Single tertiary care center.
This was a single-institution, retrospective analysis of all patients undergoing TC approach for resection of PPS tumors over a 10-year period. We describe unique advantages of our surgical approach utilizing a 0° endoscope for improved surgical access, visualization, and efficiency. χ and Student's t test were used to compare perioperative outcomes between cases in which an endoscope was utilized EA for resection versus standard TC approach.
Our cohort included 77 patients (n = 40 EA, n = 37 TC). There was no difference in patient age, sex, tumor laterality, tumor size, or tumor location between groups. The EA approach was associated with significantly shorter operative times (median [range] for EA 73 [33-270] minutes vs TC 112 [56-362] minutes, P < .01) and reduced rates of immediate postoperative marginal mandibular nerve paresis (EA: n = 5 [12.5%] vs TC: n = 16 [43.2%], P < 0.01).
EA TC approach for resection of PPS tumors offers improved surgical access and is associated with reduced surgical time and rates of marginal mandibular nerve paresis compared to standard transcervical approaches.
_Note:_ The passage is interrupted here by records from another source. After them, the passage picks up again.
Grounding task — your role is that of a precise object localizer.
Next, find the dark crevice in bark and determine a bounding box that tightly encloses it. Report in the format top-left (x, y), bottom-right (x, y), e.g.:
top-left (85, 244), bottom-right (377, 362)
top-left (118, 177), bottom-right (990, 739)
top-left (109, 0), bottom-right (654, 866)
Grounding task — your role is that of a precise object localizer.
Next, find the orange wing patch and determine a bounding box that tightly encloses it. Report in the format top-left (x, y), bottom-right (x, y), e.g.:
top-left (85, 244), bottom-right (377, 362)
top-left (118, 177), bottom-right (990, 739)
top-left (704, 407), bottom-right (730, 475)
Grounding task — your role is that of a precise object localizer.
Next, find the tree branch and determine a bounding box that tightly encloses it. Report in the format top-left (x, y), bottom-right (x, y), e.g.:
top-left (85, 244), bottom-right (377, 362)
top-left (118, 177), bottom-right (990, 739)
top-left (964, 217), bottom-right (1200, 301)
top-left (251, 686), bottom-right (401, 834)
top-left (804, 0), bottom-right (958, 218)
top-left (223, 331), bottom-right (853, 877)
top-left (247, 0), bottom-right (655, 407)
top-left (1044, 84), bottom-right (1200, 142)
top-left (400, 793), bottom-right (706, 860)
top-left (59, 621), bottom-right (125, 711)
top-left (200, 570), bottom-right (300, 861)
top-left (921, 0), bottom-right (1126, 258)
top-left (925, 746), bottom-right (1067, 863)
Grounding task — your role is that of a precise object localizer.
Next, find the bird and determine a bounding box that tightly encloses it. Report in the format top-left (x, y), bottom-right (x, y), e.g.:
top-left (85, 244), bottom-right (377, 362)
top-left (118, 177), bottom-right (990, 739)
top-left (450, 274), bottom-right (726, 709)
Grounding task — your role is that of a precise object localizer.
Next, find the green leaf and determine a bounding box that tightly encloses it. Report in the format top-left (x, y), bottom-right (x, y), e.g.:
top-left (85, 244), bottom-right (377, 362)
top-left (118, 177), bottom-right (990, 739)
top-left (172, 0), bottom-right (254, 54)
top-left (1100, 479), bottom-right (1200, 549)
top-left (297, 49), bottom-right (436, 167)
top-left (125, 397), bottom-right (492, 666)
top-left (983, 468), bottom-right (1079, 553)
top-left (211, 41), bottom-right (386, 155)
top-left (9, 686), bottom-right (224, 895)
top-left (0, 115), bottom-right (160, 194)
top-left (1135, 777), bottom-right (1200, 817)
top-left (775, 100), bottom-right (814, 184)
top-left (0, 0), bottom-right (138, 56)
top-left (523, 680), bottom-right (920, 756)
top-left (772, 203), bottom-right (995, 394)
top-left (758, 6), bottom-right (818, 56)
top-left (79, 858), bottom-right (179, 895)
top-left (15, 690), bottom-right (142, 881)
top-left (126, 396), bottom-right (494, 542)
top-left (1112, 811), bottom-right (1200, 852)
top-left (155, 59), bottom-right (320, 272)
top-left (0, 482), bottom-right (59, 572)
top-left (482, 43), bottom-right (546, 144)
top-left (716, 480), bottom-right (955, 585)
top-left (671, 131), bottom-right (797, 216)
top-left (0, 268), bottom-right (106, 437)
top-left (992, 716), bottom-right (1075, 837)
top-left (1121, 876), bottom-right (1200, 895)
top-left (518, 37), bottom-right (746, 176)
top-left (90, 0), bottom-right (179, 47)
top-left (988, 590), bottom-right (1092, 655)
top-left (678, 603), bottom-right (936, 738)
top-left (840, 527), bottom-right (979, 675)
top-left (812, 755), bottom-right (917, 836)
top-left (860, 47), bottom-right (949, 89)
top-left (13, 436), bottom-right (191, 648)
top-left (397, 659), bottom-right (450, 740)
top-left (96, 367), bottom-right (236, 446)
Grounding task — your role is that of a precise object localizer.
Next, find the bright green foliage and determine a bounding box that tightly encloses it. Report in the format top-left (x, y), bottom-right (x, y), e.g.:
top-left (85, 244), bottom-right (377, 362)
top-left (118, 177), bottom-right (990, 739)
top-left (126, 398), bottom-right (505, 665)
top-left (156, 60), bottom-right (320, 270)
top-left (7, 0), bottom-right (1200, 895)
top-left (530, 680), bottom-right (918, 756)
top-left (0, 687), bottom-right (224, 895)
我们描述一种用于经颈(TC)入路切除咽旁间隙(PPS)肿瘤的新型内镜辅助(EA)技术,并将该入路的围手术期结果与标准TC入路进行比较。
回顾性病历审查。
单一的三级医疗中心。
这是一项对10年间所有接受TC入路切除PPS肿瘤患者的单机构回顾性分析。我们描述了使用0°内镜的手术方法的独特优势,以改善手术入路、可视化和效率。采用χ检验和学生t检验比较使用内镜辅助EA切除与标准TC入路病例的围手术期结果。
我们的队列包括77例患者(EA组n = 40,TC组n = 37)。两组患者的年龄、性别、肿瘤侧别、肿瘤大小或肿瘤位置无差异。EA入路的手术时间明显更短(EA组中位数[范围]为73[33 - 270]分钟,TC组为112[56 - 362]分钟,P < 0.01),术后即刻下颌缘支神经麻痹发生率降低(EA组:n = 5[12.5%],TC组:n = 16[43.2%],P < 0.01)。
与标准经颈入路相比,EA TC入路切除PPS肿瘤可提供更好的手术入路,且手术时间缩短,下颌缘支神经麻痹发生率降低。